DNA replication activity in Pol ε-depleted Xenopus egg extracts. (A) The same number of wild type-, mutant or partial r-xPol ε complex molecule, which has been estimated based on the result of Fig. 2, was added to xPol ε-depleted egg extracts as indicated (see text for detailed description of mutants and partial complexes). DNA replication was initiated by the addition of sperm chromatin and the rate and extent of DNA synthesis was measured by neutral agarose gel electrophoresis followed by autoradiography [22]. The origin (well) is and DNA size markers are indicated on the right. (B) Radioactive material, which migrated slower than the 23-kb marker DNA (shown by an arrow in (A)), was considered to be fully replicated product and quantified by a scintillation counter.

Figure 5

Xenopus Pol ε holoenzyme interacts directly with xGINS, xCdc45p, and xCut5p in vitro. (A) Flag-tagged r-xPol ε holoenzyme was incubated with xGINS [29] for 1 h at 4°C and immunoprecipitated with anti-Flag antibody. The immunoprecipitates were analyzed by SDS-PAGE followed by Western blotting. IP; immunoprecipitates, SUP; supernatant. (B) Increasing concentrations of xCut5p were incubated with xGINS and Flag-tagged xCdc45 [30] or Flag-tagged BAP for 1 h at 4°C and immunoprecipitated as in (A). (C) r-xPol ε holoenzyme was pre-incubated with either Flag-tagged xGINS or Flag-tagged xCdc45p prior to addition of the indicated protein(s).
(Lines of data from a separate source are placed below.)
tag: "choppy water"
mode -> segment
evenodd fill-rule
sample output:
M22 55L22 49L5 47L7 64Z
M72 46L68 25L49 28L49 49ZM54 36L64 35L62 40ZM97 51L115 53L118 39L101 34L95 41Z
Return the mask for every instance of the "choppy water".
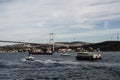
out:
M100 61L77 61L71 56L0 53L0 80L120 80L120 52L102 53Z

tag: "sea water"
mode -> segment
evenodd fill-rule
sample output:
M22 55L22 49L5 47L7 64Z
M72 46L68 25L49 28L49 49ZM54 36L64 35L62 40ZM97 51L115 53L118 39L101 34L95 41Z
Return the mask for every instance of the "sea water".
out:
M77 61L70 56L0 53L0 80L120 80L120 52L102 52L102 60Z

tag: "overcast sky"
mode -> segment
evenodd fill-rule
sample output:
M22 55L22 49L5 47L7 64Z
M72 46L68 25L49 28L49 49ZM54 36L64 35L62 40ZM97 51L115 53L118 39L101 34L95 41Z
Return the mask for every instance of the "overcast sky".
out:
M0 40L116 40L120 0L0 0Z

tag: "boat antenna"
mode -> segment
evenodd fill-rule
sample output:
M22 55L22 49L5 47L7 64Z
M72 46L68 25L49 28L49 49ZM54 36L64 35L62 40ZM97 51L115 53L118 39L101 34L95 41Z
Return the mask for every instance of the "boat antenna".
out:
M50 41L49 41L49 45L50 45L50 50L52 48L52 51L54 51L54 33L50 33Z

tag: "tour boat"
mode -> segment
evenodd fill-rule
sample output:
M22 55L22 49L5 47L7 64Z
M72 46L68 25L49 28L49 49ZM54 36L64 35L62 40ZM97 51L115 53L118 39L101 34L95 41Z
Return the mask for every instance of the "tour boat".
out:
M78 52L76 56L77 60L100 60L101 54L98 52Z

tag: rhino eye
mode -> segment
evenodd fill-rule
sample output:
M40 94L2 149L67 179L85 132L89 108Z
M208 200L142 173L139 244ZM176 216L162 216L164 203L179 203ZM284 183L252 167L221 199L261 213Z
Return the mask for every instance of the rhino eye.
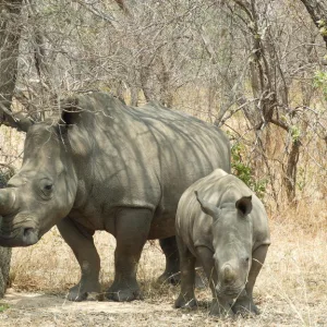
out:
M40 191L41 196L47 199L51 197L52 191L53 191L53 184L50 180L44 179L40 181Z
M52 186L53 186L52 184L45 185L45 190L46 190L46 191L51 191L51 190L52 190Z

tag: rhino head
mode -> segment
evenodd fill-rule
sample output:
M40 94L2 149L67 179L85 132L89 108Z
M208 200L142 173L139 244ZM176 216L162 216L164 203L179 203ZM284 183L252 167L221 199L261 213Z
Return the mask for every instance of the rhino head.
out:
M235 202L223 203L217 207L199 198L197 192L195 194L202 210L213 217L217 295L235 299L245 292L252 263L253 227L249 218L252 196L242 196Z
M0 246L35 244L71 210L77 179L70 126L62 117L28 126L22 168L0 190Z

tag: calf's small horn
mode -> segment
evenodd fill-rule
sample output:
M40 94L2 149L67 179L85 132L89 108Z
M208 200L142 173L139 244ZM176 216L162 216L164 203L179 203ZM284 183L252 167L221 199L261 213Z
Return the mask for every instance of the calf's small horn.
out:
M5 216L10 213L15 202L14 192L10 189L0 190L0 216Z

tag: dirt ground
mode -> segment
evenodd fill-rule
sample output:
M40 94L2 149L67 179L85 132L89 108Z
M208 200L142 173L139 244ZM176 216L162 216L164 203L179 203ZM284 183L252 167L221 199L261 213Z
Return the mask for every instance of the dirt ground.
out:
M317 229L312 234L278 220L270 227L272 243L254 290L258 316L208 316L208 289L197 290L196 311L173 308L179 287L156 283L165 259L149 243L137 274L144 301L66 301L66 290L78 280L78 267L66 244L50 232L38 245L14 251L12 288L0 301L0 326L327 326L327 232ZM113 279L114 240L99 233L96 244L106 288Z
M264 312L257 317L218 319L207 315L208 303L190 313L159 300L74 303L64 296L9 290L2 301L9 308L0 314L0 326L327 326L327 314L302 322L294 312L284 312L283 301L263 301ZM325 307L322 303L314 310L323 313Z

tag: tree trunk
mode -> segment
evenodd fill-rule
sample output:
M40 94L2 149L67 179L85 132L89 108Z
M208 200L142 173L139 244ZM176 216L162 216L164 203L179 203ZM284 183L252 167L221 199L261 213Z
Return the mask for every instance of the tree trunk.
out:
M11 101L17 76L22 0L0 0L0 124L16 128Z
M327 1L301 0L324 38L327 48Z

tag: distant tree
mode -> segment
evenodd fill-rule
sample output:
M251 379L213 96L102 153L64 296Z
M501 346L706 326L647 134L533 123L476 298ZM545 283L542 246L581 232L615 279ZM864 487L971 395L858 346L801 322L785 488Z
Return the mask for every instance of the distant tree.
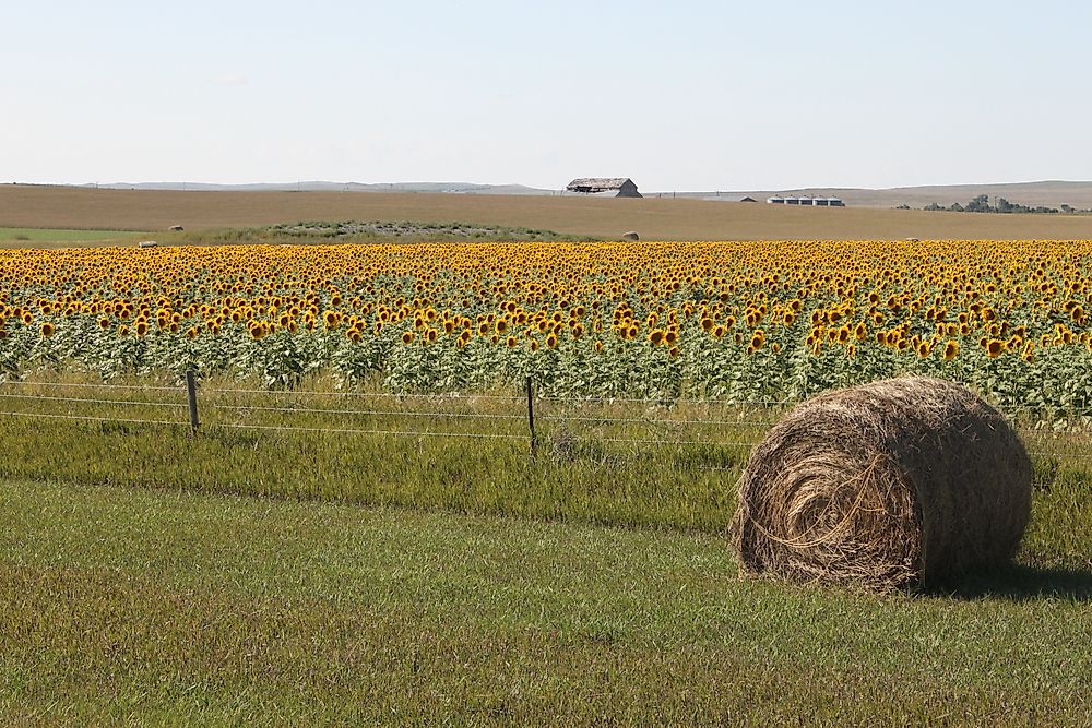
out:
M954 207L954 205L952 205ZM994 212L994 208L989 206L989 195L980 194L971 202L966 203L964 210L969 213L989 213Z

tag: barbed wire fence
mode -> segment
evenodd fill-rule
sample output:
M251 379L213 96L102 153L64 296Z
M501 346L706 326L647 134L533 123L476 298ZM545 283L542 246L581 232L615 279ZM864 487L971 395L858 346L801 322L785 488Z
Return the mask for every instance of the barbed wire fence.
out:
M0 382L0 417L180 428L191 437L216 430L251 430L509 441L525 443L533 458L547 446L557 450L574 444L625 445L631 454L690 447L736 454L746 451L746 456L794 404L772 399L541 396L535 390L530 377L524 391L511 395L199 386L193 372L187 372L182 386L8 380ZM331 399L335 404L319 406ZM400 406L406 403L414 406ZM482 411L483 404L492 410ZM634 414L642 407L646 411ZM594 408L601 411L587 411ZM698 416L696 409L709 414ZM1005 414L1019 423L1045 410L1013 407ZM1092 462L1092 449L1088 447L1092 433L1069 427L1070 420L1087 421L1092 410L1068 409L1066 414L1069 419L1041 418L1043 427L1018 425L1030 455ZM1058 425L1061 427L1055 429ZM489 427L491 431L483 431ZM689 469L735 468L691 464Z

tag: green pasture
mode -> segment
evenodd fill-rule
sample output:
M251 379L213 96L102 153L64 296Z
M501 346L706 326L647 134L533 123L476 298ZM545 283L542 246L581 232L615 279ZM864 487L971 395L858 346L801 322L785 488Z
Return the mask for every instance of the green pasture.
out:
M525 423L496 417L520 405L500 398L367 404L211 382L192 437L175 391L49 385L0 389L20 395L2 398L5 413L36 415L0 416L8 723L1022 726L1092 714L1085 435L1030 441L1033 518L1016 564L876 596L739 578L725 528L746 446L670 441L744 443L775 414L543 402L532 457ZM665 425L734 415L732 432ZM654 438L665 442L630 442Z

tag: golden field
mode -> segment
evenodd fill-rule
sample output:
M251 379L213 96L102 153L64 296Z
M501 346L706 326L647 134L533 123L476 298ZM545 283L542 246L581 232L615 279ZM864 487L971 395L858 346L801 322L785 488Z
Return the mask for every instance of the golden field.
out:
M793 208L764 203L369 192L171 192L0 186L0 227L164 230L300 220L462 222L648 240L1092 239L1092 216Z

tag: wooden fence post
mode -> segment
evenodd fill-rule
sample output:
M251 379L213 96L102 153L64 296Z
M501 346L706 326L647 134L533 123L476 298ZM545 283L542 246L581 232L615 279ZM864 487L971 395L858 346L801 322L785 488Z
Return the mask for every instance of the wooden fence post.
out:
M198 384L192 369L186 371L186 398L190 405L190 430L197 434L200 426L198 421Z
M538 435L535 434L535 385L527 375L527 428L531 430L531 457L538 454Z

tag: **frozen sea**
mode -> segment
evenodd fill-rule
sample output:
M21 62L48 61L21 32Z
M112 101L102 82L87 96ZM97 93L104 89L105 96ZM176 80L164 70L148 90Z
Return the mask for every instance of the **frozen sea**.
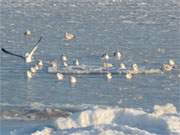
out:
M40 36L34 57L43 61L67 54L99 66L103 53L120 50L128 67L178 66L132 80L76 75L72 86L46 67L28 80L33 64L1 51L1 135L180 135L179 0L0 0L1 48L24 55Z

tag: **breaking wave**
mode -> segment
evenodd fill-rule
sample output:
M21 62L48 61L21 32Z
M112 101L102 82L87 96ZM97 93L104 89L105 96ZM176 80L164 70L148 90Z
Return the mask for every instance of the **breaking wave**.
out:
M142 109L93 106L55 120L56 128L45 127L32 135L179 135L180 114L172 104Z

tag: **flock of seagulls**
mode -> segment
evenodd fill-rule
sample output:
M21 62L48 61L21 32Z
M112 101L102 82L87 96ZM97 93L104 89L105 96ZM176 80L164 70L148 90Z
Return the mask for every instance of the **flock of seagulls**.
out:
M31 36L32 33L30 30L27 30L24 35L26 36ZM73 40L75 38L75 35L71 34L71 33L68 33L66 32L65 35L64 35L64 39L65 40ZM10 54L10 55L13 55L13 56L17 56L17 57L20 57L22 59L25 60L25 63L31 63L33 61L33 55L34 53L37 51L38 47L39 47L39 43L40 41L42 40L42 37L40 37L40 39L37 41L37 43L34 45L34 47L32 48L32 50L30 52L27 52L25 53L25 56L22 56L22 55L18 55L18 54L15 54L15 53L12 53L10 51L7 51L6 49L4 48L1 48L1 50L4 52L4 53L7 53L7 54ZM120 51L116 51L113 53L113 57L117 60L121 60L122 59L122 53ZM109 59L110 59L110 55L108 55L108 53L104 53L102 56L101 56L101 60L102 60L102 67L103 68L111 68L113 67L113 64L109 63ZM61 56L61 61L63 63L63 66L64 67L68 67L68 57L63 54ZM75 66L80 66L80 62L78 59L75 59L75 61L73 61L73 65ZM168 61L168 63L166 64L163 64L162 68L160 69L161 71L163 72L169 72L171 71L173 68L175 68L176 66L176 63L173 59L170 59ZM43 61L42 60L39 60L34 66L30 67L29 70L26 71L26 76L28 79L31 79L36 73L38 70L41 70L43 68ZM124 63L120 63L119 65L119 68L122 69L122 70L125 70L127 69L126 65ZM50 61L48 62L48 71L58 71L58 63L57 61ZM158 70L159 71L159 70ZM130 69L128 69L127 73L125 74L125 78L130 80L133 78L133 76L135 76L136 74L140 73L140 68L137 64L133 64L131 66ZM64 80L64 75L62 73L59 73L57 72L56 73L56 77L59 81L62 81ZM111 72L108 72L106 74L106 78L108 80L111 80L112 79L112 73ZM71 84L75 84L77 83L77 79L75 76L73 75L70 75L69 76L69 82Z

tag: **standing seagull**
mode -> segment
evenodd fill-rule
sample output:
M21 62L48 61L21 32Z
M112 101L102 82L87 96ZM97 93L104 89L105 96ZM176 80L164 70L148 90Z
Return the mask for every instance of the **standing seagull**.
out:
M10 54L10 55L13 55L13 56L17 56L17 57L20 57L20 58L24 59L26 63L31 63L31 62L32 62L32 56L33 56L33 54L35 53L35 51L37 50L38 44L39 44L39 42L41 41L41 39L42 39L42 37L40 37L40 39L39 39L38 42L35 44L35 46L34 46L33 49L31 50L31 52L25 53L25 56L22 56L22 55L18 55L18 54L9 52L9 51L5 50L4 48L1 48L1 50L2 50L4 53L7 53L7 54Z

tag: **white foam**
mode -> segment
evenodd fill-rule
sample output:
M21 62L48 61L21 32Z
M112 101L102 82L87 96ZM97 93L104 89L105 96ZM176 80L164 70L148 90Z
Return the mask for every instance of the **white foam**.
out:
M43 130L41 131L38 130L32 133L31 135L53 135L53 129L45 127Z
M160 105L155 105L154 106L154 112L153 115L155 117L160 117L164 114L168 114L168 113L177 113L176 107L173 104L166 104L163 106Z
M135 108L96 106L68 118L58 118L55 124L61 133L73 135L180 134L179 113L172 104L155 105L152 113Z

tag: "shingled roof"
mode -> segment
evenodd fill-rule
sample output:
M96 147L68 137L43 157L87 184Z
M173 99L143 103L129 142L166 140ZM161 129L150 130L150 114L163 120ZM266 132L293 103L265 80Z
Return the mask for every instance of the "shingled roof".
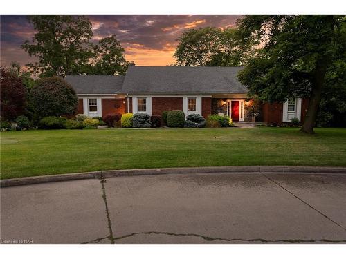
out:
M237 79L242 67L129 67L122 93L244 93Z
M123 75L67 75L69 82L78 95L107 95L120 90Z

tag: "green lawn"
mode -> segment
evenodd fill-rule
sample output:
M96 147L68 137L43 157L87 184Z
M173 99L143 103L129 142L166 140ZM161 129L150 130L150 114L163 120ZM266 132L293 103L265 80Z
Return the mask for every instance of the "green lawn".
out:
M346 128L26 131L1 133L1 178L120 169L346 166Z

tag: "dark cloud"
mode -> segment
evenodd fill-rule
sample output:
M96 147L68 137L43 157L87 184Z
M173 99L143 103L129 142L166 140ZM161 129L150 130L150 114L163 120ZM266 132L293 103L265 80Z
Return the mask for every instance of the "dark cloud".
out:
M129 59L140 65L161 64L174 61L172 57L176 39L188 28L235 26L240 15L88 15L93 24L93 41L116 34L126 50ZM1 64L17 61L22 65L32 59L20 45L30 39L34 29L24 15L1 16ZM163 57L160 62L145 57L145 50L152 59ZM170 52L170 55L167 55ZM141 55L141 56L140 56ZM167 59L167 62L163 64Z

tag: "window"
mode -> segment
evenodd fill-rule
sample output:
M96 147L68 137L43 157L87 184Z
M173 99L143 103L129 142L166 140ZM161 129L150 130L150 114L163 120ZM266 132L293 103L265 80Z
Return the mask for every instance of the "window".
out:
M91 113L98 112L98 100L96 99L89 99L89 111Z
M196 98L188 98L188 111L196 112Z
M147 98L138 98L138 112L147 111Z
M295 111L295 99L289 99L288 111Z

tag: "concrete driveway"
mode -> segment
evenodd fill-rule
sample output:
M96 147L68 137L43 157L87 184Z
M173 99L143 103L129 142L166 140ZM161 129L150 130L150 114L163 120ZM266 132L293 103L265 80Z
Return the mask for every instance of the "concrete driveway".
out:
M345 174L116 177L1 192L3 244L346 244Z

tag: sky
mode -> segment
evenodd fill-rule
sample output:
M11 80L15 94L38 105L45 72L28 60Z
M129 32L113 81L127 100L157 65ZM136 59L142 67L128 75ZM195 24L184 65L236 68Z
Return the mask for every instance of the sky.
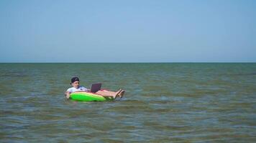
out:
M0 62L256 62L254 0L1 0Z

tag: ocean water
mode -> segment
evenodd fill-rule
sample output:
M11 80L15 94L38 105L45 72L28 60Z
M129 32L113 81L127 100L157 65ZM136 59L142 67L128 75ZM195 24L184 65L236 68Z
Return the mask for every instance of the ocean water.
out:
M73 76L126 90L64 98ZM255 142L256 64L0 64L0 142Z

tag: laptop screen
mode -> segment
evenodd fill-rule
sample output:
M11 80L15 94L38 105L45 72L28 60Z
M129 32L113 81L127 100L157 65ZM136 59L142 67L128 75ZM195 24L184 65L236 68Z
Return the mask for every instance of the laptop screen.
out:
M101 83L93 84L91 84L91 92L95 93L99 91L101 88Z

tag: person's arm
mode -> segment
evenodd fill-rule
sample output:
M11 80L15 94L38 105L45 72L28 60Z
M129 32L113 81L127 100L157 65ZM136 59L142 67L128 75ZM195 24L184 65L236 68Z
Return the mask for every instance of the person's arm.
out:
M70 97L70 92L69 92L68 91L65 92L65 94L67 99L69 99L69 97Z

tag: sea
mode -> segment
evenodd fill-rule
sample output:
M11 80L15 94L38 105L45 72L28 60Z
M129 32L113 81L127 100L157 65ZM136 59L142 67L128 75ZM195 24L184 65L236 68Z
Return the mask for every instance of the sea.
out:
M124 96L66 99L75 76ZM255 142L255 63L0 64L0 142Z

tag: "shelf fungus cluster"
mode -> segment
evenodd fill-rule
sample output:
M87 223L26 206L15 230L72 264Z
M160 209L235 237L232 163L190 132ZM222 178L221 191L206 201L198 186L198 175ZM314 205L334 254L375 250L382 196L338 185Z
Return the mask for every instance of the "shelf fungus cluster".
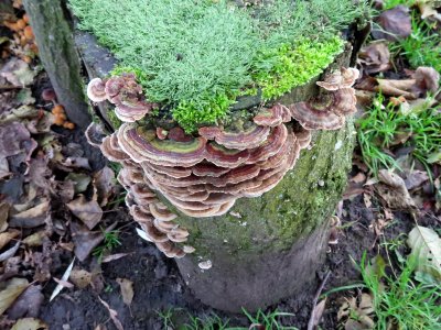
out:
M178 212L206 218L225 215L238 198L269 191L309 146L311 130L340 129L355 111L357 76L356 69L343 68L318 82L323 92L313 101L261 107L252 121L203 127L197 134L142 123L153 106L133 76L94 79L89 98L115 103L125 123L109 136L92 128L87 136L108 160L122 164L118 179L128 190L126 204L148 239L168 256L182 257L194 251L185 245L189 232L159 196Z

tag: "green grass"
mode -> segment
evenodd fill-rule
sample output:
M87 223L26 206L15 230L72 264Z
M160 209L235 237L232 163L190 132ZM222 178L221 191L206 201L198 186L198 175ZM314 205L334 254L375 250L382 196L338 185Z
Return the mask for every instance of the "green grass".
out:
M225 0L69 3L80 28L119 59L117 72L137 73L148 99L171 106L187 132L224 118L256 82L270 98L320 74L342 51L338 32L367 11L352 0L275 0L257 12Z
M375 329L390 329L391 324L401 330L441 329L441 286L415 280L415 262L407 260L397 277L370 270L364 254L361 272L373 295Z
M431 66L441 72L441 38L433 31L434 24L421 21L415 11L411 23L411 35L391 44L391 53L404 55L412 68Z
M164 311L158 311L158 316L162 319L164 329L179 329L179 330L248 330L248 329L260 329L257 326L261 326L262 329L268 330L297 330L295 327L284 327L280 324L280 318L292 317L293 314L270 311L265 314L258 310L256 315L251 315L244 310L245 316L250 323L249 327L235 327L230 324L229 319L223 319L222 317L211 314L205 317L194 317L187 315L187 322L184 324L175 324L174 312L180 311L179 309L173 310L169 308Z
M383 3L384 9L392 9L399 4L406 6L406 7L412 7L417 3L417 0L386 0Z
M373 106L357 121L363 160L374 174L381 167L399 167L386 150L400 134L411 134L405 145L413 147L412 156L430 173L430 157L439 153L441 145L441 113L428 106L406 113L391 103L385 105L384 96L377 95Z

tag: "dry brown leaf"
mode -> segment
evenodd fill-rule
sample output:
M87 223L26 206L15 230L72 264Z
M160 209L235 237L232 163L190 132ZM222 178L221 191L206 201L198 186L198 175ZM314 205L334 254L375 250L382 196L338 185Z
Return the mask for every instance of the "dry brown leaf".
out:
M11 206L2 201L0 202L0 232L3 232L8 229L8 218L9 218L9 209Z
M79 261L85 261L92 251L98 246L104 234L100 231L89 231L87 228L76 223L71 223L72 240L75 243L75 255Z
M114 321L115 327L118 330L123 330L122 323L118 320L118 312L115 309L111 309L109 304L107 304L106 301L104 301L99 296L98 296L99 301L101 301L101 304L107 308L107 310L109 311L110 318Z
M367 74L386 72L391 67L389 47L384 42L363 47L358 58Z
M20 319L11 330L49 330L49 326L35 318Z
M24 317L36 318L40 315L40 308L44 300L41 290L41 285L29 286L9 308L8 317L13 320Z
M429 175L424 170L411 170L406 175L405 185L408 190L420 187L423 183L429 180Z
M37 206L12 216L9 226L17 228L35 228L44 224L49 217L50 201L43 199Z
M374 31L373 35L376 38L397 41L400 37L408 37L412 32L409 8L405 6L384 11L377 22L384 31Z
M117 283L121 288L122 301L130 306L131 301L133 300L133 282L127 278L117 278Z
M118 258L125 257L127 255L129 255L131 253L117 253L117 254L110 254L110 255L106 255L105 257L103 257L101 263L109 263L112 261L116 261Z
M37 231L23 240L23 243L28 246L41 246L43 245L43 239L46 237L44 230Z
M71 272L72 272L72 268L74 267L74 263L75 263L75 257L74 257L74 260L72 261L72 263L68 265L68 267L66 268L66 271L64 272L63 277L62 277L62 280L63 280L63 282L66 282L67 278L69 277ZM55 279L55 278L54 278L54 279ZM56 285L54 292L53 292L52 295L51 295L51 298L49 299L50 302L51 302L53 299L55 299L55 297L62 292L63 287L64 287L64 285L61 284L61 283L58 283L58 284Z
M406 188L405 180L397 174L380 169L378 172L379 184L375 190L391 209L412 210L417 206Z
M109 196L112 194L115 173L109 167L104 167L94 175L94 186L98 194L98 202L101 207L106 206Z
M8 280L6 288L0 292L0 316L11 307L15 299L25 290L29 283L24 278L12 278Z
M19 250L19 248L20 248L20 241L18 241L15 243L15 245L13 245L9 250L7 250L2 254L0 254L0 262L7 261L8 258L14 256L15 252Z
M83 289L92 283L92 274L85 270L73 270L69 279L78 288Z
M67 208L90 230L101 221L103 209L96 200L87 201L84 195L67 204Z

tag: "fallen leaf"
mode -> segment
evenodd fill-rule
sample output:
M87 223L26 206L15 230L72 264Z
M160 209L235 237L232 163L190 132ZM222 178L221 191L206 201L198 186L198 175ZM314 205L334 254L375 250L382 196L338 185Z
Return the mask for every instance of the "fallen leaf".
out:
M2 201L0 202L0 232L3 232L8 229L8 218L9 218L9 210L11 206Z
M46 232L44 230L41 230L25 238L23 240L23 243L28 246L41 246L45 237Z
M103 210L96 200L87 201L84 195L67 204L67 208L82 220L88 229L94 229L101 221Z
M30 285L8 310L8 317L17 320L19 318L36 318L44 300L41 285Z
M12 216L9 226L15 228L35 228L44 224L49 217L50 201L43 199L37 206Z
M420 187L423 183L429 180L429 175L424 170L411 170L406 175L405 185L408 190Z
M129 255L131 253L117 253L117 254L110 254L110 255L106 255L105 257L103 257L101 263L109 263L112 261L116 261L118 258L125 257L127 255Z
M131 301L133 300L133 282L127 278L117 278L117 283L121 288L122 301L130 306Z
M92 274L85 270L73 270L69 279L78 288L83 289L92 283Z
M377 18L377 22L384 31L373 31L375 38L397 41L397 38L408 37L412 32L409 8L405 6L384 11Z
M104 234L99 231L89 231L87 228L76 223L71 223L72 240L75 243L75 255L83 262L98 246L103 240Z
M384 42L363 47L358 53L358 61L368 75L386 72L391 67L389 47Z
M418 8L421 12L421 20L433 19L441 23L441 13L434 8L435 1L417 1Z
M416 226L407 240L417 270L441 280L441 238L430 228Z
M375 185L375 190L392 209L416 209L417 206L406 188L405 180L397 174L380 169L378 172L379 184Z
M14 256L17 251L19 251L19 248L20 248L20 241L18 241L15 245L13 245L11 249L0 254L0 262L7 261L8 258Z
M87 174L83 173L69 173L65 182L71 180L74 183L75 194L84 193L87 189L87 186L90 184L92 178Z
M69 275L71 275L72 268L74 267L74 263L75 263L75 257L74 257L74 260L72 261L72 263L68 265L67 270L64 272L63 277L62 277L62 280L64 280L64 282L67 280L67 278L68 278ZM64 287L64 286L61 285L60 283L56 285L54 292L53 292L52 295L51 295L51 298L49 299L50 302L62 292L63 287Z
M0 292L0 316L11 307L28 286L29 283L24 278L15 277L8 280L6 288Z
M49 330L49 326L35 318L20 319L11 330Z
M101 301L101 304L107 308L107 310L109 311L110 318L114 321L115 327L118 330L123 330L122 323L118 320L118 312L115 309L111 309L109 304L107 304L106 301L104 301L99 296L98 296L99 301Z
M53 277L53 279L54 279L57 284L60 284L61 286L63 286L63 287L65 287L65 288L74 288L74 287L75 287L72 283L69 283L69 282L67 282L67 280L58 279L58 278L56 278L56 277Z
M101 207L106 206L109 196L112 194L115 173L109 167L104 167L94 175L94 186L97 189L98 202Z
Reactions were analyzed as in (A). (D) A model for the interaction between r-xPol ε and replication accessory proteins (xGINS, xCdc45, and xCut5).

Figure 6

xGINS stimulates DNA synthesis by xPol ε holoenzyme. (A) DNA synthesis reactions (10 μl) contained 200 fmol ³²P-labeled 34-mer primer/65-mer template replication substrate [32], 15 fmol r-xPol ε holoenzyme and 45 fmol (×5), 150 fmol (×10), or 300 fmol (×20) xGINS as indicated. Reactions were incubated at 25°C for the indicated amount of time, terminated by addition of stop solution (5 μl), and analyzed by sequencing gel and autoradiography [32]. The ³²P-labeled 65-mer is the reaction product and the ³²P-labeled 34-mer is the primer.(B) The amount of the reaction products in (A) (65-mer) was quantified by Image analyzer (Fiji).